ΠFRATERNITE ?

 

 

 

Tout au long de ton séjour sur cette terre, ton sens de la fraternité fut restrictif, sélectif et très marqué par ton désir de dominer, de briller. Tu recherchais la gloire, la renommée. En outre, tu fus enfant unique et, très tôt, orphelin de ton père. Ta sainte femme de mère t’a élevé avec tendresse, mais dans la facilité et la notoriété d’une relative richesse.

 

Découvrir un frère dans le vieux bonhomme que je suis, et vingt siècles après ton passage ici bas, aurait, à l’époque, paru tout à fait incongru, et certainement inconvenant, au brillant rejeton d’une riche famille de Kériot, instruit par les sommités du Temple de Jérusalem, et déjà confident de bien des intrigues des autorités religieuses et politiques.

 

J’origine notre fraternité dans le rabbi Jésus. Il a marqué ta vie et aussi la mienne. Marqué ! Le mot est bien faible ! Existerions-nous seulement sans Lui ? Pour ce qui te concerne, la réponse est évidente. Tu lui dois toute ton immense notoriété. Par toi-même, tu ne fus rien. Ce constat doit te ronger le mental à proportion que tu prétendais à de très hautes fonctions. Car une ambition forcenée fut le moteur de toute ta brève vie.

 

Affirmer que l’ambition fut étrangère à mon dynamisme interne serait mentir. Nous avons là un deuxième point commun que je ne saurais renier car toute vie est portée par une espérance. A ce titre, des formes d’ambitions sont nécessaires. Le vrai problème n’est que celui de leur centrage et de leur contribution à une convivialité, à une communion finalement, mais au sens que lui a donné notre commun Maître.

 

Quand je contemple, aussi faiblement qu’il m’est possible, son infini sainteté et l’étendu de son universel amour, l’évidence de notre fraternité, en lui, s’impose. Cette contemplation m’a révélé combien nous sommes semblables. Les mêmes ambiguïtés, contradictions, tentations suivies des mêmes abandons ont terni nos vies, en zones d’ombres dans l’éclat de Sa lumière. Tout n’est qu’affaire de centrage, de gradation dans les errances. Je défie qui que ce soit, spirituellement honnête, d’oser s’affranchir de ta fraternité au motif que décidément, tu serais toi, infréquentable.

 

Les belles raisons que je fabriquais jadis, pour masquer mon trouble face à cette évidente parenté, n’ont pas résisté à l’usure du temps. La sagesse commande une lucidité qui ne conduit certes pas à s’abandonner à nos pesanteurs, mais totalement à la tendresse du rabbi Jésus.

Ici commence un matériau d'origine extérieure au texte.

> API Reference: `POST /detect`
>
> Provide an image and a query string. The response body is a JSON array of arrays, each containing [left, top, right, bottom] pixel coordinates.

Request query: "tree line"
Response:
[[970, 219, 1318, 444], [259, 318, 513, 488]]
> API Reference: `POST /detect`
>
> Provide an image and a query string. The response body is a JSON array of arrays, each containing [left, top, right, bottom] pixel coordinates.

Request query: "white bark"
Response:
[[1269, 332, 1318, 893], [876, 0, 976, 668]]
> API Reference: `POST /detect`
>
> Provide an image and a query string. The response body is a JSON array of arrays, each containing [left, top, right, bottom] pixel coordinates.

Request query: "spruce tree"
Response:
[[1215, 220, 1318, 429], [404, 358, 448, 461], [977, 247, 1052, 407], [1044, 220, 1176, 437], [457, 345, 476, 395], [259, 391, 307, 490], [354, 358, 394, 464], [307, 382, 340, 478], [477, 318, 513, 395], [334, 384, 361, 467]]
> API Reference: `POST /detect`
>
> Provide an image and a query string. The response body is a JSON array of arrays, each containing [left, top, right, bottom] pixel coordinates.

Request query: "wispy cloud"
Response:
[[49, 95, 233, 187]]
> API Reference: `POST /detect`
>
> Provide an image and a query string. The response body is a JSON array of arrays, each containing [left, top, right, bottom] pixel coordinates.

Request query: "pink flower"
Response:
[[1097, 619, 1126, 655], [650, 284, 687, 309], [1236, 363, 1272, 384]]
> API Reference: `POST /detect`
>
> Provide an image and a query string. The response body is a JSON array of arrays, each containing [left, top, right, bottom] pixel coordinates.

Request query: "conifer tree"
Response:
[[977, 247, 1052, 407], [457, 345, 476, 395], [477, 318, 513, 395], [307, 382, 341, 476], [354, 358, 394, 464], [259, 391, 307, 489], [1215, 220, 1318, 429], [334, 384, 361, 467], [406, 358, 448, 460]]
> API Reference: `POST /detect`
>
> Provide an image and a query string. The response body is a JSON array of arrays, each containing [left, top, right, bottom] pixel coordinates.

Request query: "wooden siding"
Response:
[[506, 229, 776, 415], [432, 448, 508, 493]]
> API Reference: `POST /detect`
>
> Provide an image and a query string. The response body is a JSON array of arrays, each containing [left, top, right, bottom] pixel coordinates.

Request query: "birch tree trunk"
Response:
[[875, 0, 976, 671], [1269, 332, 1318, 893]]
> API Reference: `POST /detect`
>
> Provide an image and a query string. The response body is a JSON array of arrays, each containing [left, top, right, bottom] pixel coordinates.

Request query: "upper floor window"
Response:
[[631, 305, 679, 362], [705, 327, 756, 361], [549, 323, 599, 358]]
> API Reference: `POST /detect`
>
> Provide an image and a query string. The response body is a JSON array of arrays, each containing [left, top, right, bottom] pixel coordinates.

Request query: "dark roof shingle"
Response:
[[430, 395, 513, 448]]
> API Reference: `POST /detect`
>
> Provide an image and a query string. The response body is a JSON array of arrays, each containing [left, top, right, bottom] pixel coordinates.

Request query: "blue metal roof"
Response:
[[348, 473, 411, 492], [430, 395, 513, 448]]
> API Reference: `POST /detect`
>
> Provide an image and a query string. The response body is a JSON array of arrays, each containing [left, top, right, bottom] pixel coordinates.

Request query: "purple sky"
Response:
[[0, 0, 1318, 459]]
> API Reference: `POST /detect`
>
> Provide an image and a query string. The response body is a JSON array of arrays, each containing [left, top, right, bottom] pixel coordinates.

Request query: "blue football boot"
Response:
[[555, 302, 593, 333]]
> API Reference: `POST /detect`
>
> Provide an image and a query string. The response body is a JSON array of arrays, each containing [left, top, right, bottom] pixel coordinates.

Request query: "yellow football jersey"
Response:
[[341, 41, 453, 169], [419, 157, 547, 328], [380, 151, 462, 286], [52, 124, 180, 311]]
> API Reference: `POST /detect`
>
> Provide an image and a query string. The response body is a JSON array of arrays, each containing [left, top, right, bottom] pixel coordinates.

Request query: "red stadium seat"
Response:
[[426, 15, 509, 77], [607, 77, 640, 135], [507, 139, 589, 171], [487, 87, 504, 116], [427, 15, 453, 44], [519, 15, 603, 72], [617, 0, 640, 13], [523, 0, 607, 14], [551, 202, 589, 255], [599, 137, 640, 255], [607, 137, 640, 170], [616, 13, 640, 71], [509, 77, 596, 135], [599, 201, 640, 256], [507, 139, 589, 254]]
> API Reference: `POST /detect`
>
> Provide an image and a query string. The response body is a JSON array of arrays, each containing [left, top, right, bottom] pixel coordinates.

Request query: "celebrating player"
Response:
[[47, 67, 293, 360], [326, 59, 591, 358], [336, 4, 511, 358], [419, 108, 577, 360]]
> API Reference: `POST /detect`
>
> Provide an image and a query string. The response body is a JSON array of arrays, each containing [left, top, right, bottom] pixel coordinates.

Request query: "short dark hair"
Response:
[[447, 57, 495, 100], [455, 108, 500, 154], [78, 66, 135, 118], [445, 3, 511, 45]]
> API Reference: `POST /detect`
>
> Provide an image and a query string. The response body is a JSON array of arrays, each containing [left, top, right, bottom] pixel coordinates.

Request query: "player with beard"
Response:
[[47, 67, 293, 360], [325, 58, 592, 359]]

Tu fus soumis non moins activement que nous au feu de cette amour. Toutes nos misères s’enracinent dans notre opacité, notre faculté à Lui résister.

 

Y as-tu capitulé en cet instant suprême qui marque notre entrée dans  l’éternité ? Nul autre que toi et Lui ne peut le savoir. Cette question te concernant me revient souvent. En écho monte une douleur qui n’est pas mienne, il me semble... Je l’espère du moins. Car si quelqu’un nous aime, toi et moi, et d’un amour éternel qui ne saurait se tarir, c’est bien Lui. Aurai-je abdiqué ce stupide orgueil de ma vie qui fut aussi le tien ? J’en doute souvent. En fait nul n’en peut rien savoir. Pour toi comme pour moi, c’est affaire de miséricorde acceptée. L’évidence s’impose qu’il ne peut en être autrement.

 

Mais j’entends d’ici des refus de cette fraternité là. Cette évidence devenue mienne est peu partagée. Elle paraît offensante à qui la refoule. Mais tu sauras mieux que moi nous y faire entrer par le récit de ta vie aux cotés du doux Maître Jésus de Nazareth.